Paul Nash, "We are building a New World"
di Vilma Torselli
pubblicato il 21/05/2007
"I am no longer an artist. I am a messenger who will bring back word from the men who are fighting to those who want the war to go n for ver. Feeble, inarticulate will be my message, but it will have a bitter truth and may it burn their lousy souls." (Paul Nash)
Paul Nash (1889- 1943) è un pittore di ispirazione neo-romantica-surrealista dalla creatività visionaria, dotato di grande sensibilità immaginativa e poetica.
Ufficiale dell'esercito britannico in entrambe le guerre mondiali, Nash è passato attraverso una triste vicenda umana che lo ha profondamente segnato, enfatizzando la componente emotiva del suo sentire ed accentuando una personale visione del mondo amara e tragica.
Reclutato da Charles Masterman, capo dell'ufficio di propaganda di guerra del governo (WPB), ed incaricato della realizzazione di illustrazioni e dipinti di ispirazione bellica, Nash finisce per detestare il suo lavoro ed attraversa un periodo di crisi esistenziale che matura poi in un atteggiamento di rifiuto della violenza e di predicazione pacifista, con la veemenza e l'accorata disperazione di chi la guerra l'ha vista davvero, e da vicino, in tutto il suo orrore distruttivo.

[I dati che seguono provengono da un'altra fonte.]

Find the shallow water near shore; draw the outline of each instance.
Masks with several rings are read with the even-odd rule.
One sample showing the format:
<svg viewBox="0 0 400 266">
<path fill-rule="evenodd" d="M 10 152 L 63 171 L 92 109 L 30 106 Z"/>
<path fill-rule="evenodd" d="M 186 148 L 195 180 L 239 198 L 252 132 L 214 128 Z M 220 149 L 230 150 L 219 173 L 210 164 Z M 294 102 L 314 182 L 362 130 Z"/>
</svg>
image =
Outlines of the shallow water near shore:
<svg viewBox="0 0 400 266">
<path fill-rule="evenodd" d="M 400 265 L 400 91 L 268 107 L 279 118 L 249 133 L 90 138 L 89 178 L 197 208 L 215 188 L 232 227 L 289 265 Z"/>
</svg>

L'antimilitarismo e la non violenza diventeranno per Nash una missione, lo scopo del suo lavoro artistico, egli stesso dichiarando: "I am no longer an artist. I am a messenger who will bring back word from the men who are fighting to those who want the war to go n for ver. Feeble, inarticulate will be my message, but it will have a bitter truth and may it burn their lousy souls."

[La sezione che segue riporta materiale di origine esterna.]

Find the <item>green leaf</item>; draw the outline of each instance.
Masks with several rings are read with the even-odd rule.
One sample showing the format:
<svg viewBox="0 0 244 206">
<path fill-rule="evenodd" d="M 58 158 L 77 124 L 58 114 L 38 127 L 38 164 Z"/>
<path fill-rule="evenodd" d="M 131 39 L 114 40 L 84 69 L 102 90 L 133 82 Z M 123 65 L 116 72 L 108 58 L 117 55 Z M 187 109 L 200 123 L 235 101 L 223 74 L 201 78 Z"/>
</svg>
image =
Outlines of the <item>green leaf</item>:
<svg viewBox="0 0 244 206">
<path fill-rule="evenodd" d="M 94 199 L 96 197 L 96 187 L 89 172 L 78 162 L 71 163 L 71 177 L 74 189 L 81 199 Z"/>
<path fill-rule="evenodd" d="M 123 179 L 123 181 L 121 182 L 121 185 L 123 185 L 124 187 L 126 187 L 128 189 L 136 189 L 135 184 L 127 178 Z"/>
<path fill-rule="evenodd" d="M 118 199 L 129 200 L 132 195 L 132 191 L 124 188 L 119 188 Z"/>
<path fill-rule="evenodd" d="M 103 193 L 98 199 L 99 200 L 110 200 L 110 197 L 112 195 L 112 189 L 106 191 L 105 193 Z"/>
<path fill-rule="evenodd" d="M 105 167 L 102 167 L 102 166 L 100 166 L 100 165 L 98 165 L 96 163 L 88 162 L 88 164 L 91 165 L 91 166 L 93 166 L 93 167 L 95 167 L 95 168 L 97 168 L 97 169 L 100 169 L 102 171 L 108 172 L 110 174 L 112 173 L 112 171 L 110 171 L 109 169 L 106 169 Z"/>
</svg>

"We are building a New World", 1918, olio su tela di 91 x 71 cm oggi all'Imperial War Museum di Londra, viene eseguito alla fine della prima guerra mondiale ed è una pittura di paesaggio di chiaro significato simbolico, tra le più suggestive e scioccanti che Nash dipinse sul tema della guerra: il "nuovo mondo" frutto della follia omicida dell'uomo è una landa desolata popolata da alberi morti, spezzati, seccati, sradicati, miseri cadaveri di un mondo violato che, nella rappresentazione di Nash, ha perso ogni connotazione naturalistica, sia nel tratto rigido e forzato, con deviazioni secche ad angolo acuto che definiscono forme inerti, sia nella colorazione violentemente falsata del cielo assurdamente rosso, il colore della passione e del sangue, per un risultato di grande effetto teatrale, volutamente scenografico, intenzionalmente esagerato nei toni empatici, in questo senso scopertamente neo-romantico.

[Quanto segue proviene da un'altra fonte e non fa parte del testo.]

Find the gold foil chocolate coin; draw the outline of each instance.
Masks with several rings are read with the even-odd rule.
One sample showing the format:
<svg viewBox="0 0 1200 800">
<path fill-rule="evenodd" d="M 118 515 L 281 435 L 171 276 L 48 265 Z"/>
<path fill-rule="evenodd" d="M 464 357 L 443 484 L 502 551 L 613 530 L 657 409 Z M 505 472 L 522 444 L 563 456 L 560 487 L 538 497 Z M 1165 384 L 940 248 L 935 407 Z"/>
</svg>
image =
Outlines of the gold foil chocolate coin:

In questa allucinante messa in scena, in questo contesto silente e deserto, la figura umana non compare, il dolore e la distruzione si esprimono per via indiretta, o meglio simbolica, attraverso la natura, la terra brulla, il cielo percorso da rigidi raggi di sole, l'albero, uno dei temi prediletti di Nash, in una metaforica rappresentazione dell'uomo e della sua sofferenza, che fa derivare proprio dall'assenza della figura umana e di ogni traccia di vita l'intensità del pathos e la violenza dell'impatto emotivo.
Un'assenza che, tuttavia, evoca prepotentemente una presenza: gli alberi in parata sembrano infatti uno spettrale esercito di combattenti schierati per l'ultima disfatta, feriti, abbattuti, vinti, simbolo di un'umanità in rovina sulla quale un improbabile sole, luminoso e raggiante, brilla inutilmente, illuminando sinistramente il desolato panorama, testimone indifferente di una tragedia deprecabile, ma inevitabile, la guerra, che ha trasformato una natura amica in una presenza minacciosa e paurosa.

Un messaggio tutt'altro che esile ed inarticolato, certamente amaro, struggente e disperato, uno spietato atto d'accusa all'insensatezza di ogni guerra.